House parties, gigs at the Boardwalk, shouty music, jumping along to Reel Big Fish, Arctic Monkeys – “My sister knows them” – and the sticky, oozing floor of Corp where we’d make eyes at each other in goth makeup and drink Red Bull.
Sheffield’s soundtrack was Wonderwall, or Pulp – Common People was playing on the last day of school – and I was reminded of Human League every time I saw a petrol station near my house.
But then everyone started to leave the north. They turned their backs and bid farewell to the Peak District and curry houses, and became southern traitors. We hated them, those brothers and sisters who had escaped. We looked at them with admiration and disgust. How could they go and join forces with those dirty southerners? (But they were so brave.) And then they came back and their accents had changed, and I was scared to be swallowed up by this place called London.
When my time came to leave, I couldn’t do it. I didn’t want to wave goodbye to a city that had introduced me to so much. Protest marches across the Peace Gardens, the concept of veganism (at the Blue Moon cafe), paganism (very short-lived), bisexuality, and my first dreams of becoming a writer (sitting starry eyed in Cafe 9 in Nether Edge, watching the owners roll cigarettes while I doodled shit poetry).
Then my dad took me on one of our last drives into the Peak District and he slipped the Kinks into the cassette player.

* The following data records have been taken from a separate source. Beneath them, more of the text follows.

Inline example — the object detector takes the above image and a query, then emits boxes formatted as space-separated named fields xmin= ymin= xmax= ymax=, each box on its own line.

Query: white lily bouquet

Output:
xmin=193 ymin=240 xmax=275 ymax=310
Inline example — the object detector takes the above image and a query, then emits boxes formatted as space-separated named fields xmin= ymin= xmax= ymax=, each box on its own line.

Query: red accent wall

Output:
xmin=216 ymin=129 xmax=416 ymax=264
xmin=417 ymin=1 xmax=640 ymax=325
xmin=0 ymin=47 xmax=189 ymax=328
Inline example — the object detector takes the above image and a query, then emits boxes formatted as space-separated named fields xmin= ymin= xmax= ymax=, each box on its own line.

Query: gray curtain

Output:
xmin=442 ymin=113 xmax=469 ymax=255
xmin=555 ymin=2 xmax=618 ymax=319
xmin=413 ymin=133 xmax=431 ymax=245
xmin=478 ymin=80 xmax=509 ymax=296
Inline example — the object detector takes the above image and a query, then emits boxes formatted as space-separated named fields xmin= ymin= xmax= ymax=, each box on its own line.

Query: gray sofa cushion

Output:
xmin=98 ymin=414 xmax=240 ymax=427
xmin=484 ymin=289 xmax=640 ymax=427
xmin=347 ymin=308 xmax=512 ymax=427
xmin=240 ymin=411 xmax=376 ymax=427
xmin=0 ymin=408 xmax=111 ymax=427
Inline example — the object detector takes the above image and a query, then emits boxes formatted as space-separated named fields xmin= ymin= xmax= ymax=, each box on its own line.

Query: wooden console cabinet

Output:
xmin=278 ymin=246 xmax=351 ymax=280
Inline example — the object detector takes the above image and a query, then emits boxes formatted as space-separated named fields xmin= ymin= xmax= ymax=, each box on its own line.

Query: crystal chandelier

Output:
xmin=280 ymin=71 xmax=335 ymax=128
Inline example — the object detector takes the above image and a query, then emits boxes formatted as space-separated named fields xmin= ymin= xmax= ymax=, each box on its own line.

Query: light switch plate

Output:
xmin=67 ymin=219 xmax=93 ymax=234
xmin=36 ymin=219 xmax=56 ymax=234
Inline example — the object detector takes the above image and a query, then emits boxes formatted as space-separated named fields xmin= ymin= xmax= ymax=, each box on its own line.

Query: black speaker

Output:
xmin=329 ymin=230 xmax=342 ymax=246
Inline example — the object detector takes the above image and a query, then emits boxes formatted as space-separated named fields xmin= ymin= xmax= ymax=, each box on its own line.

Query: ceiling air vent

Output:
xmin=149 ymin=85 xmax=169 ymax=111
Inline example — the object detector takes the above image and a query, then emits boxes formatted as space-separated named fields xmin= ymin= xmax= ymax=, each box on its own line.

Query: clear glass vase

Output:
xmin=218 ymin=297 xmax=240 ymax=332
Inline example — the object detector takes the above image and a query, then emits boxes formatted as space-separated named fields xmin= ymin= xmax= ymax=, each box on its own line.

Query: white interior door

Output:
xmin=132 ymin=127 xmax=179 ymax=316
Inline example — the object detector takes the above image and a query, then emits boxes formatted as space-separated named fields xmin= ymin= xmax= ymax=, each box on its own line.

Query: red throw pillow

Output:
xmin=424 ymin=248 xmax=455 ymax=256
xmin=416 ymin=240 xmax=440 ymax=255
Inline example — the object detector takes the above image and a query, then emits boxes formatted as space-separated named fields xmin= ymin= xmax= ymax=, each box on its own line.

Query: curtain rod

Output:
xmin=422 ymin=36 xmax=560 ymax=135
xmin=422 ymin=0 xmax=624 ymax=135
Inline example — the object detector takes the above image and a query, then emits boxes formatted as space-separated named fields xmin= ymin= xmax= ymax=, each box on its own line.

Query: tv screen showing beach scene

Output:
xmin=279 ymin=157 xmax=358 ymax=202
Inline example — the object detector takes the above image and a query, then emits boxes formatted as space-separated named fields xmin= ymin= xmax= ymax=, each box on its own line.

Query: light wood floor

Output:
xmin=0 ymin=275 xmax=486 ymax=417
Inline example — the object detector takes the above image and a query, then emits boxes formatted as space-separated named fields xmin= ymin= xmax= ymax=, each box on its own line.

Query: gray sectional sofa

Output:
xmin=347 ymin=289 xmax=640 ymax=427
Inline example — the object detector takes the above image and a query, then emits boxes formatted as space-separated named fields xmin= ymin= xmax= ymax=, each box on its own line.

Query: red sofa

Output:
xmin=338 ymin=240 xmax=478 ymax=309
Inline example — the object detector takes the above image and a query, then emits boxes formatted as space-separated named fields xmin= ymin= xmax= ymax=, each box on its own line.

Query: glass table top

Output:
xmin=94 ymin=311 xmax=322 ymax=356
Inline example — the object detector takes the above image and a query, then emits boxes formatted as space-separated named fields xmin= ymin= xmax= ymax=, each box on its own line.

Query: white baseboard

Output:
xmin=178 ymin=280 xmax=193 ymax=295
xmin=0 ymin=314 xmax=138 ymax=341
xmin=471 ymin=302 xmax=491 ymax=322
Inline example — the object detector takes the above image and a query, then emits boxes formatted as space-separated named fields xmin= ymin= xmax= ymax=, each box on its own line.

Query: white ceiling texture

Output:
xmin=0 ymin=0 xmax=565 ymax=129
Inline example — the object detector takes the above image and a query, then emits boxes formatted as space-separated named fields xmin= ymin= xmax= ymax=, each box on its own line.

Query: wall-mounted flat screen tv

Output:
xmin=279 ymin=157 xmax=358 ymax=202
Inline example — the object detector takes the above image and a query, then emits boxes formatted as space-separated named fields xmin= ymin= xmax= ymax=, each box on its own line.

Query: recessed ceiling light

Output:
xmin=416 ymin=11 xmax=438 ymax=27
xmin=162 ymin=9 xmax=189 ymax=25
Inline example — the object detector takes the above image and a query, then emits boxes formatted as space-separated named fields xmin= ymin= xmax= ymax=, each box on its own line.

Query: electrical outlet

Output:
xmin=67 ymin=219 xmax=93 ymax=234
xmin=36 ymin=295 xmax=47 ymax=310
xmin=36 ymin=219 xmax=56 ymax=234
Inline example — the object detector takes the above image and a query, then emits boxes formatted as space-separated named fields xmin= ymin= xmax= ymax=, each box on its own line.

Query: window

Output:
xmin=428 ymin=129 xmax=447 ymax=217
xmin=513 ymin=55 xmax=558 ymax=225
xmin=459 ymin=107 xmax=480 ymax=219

“Dirty old river, must you keep rolling.” Not so different from Sheffield, then. We had a grimy river, too.
And then Ray Davies talked about being lonely, and taxi lights shining bright in the busy city, and it made me even more apprehensive about this dizzy, busy place. But when Davies said how simple it was that “Terry and Julie” met every Friday night at Waterloo Station, I started to think about all these glamorous couples who met at stations (inevitably wearing 60s clothing against a sepia backdrop).
Nobody met at stations in Sheffield. Mainly because the railway station (at the time) was slightly grungy and if somebody suggested meeting there you’d say: “You what? You mad?”
Years later, Davies said in an interview that Terry and Julie were based on his sister and her boyfriend emigrating to a new world. For me, London was that new world. And although I lacked the 60s outfit, on that drive with my dad I realised that London, even with “millions of people swarming like flies” around the underground, could be my home.
The only slightly depressing side to the song was knowing that being able to gaze upon Waterloo sunset from my window was an unlikely and costly dream, and that I’d have to settle for a Brixton ditch or a Kennington sewer if I wanted a riverside view.
But if London ever gets a bit too crazy, I just put Waterloo Sunset on my iPod and divert my bike towards Waterloo Bridge. Then I remember being in the car with my dad, driving back towards the lights of Sheffield, when Ray Davies helped me to see that I could just about cope with a north/south dual nationality and become a proud northern dirty southerner.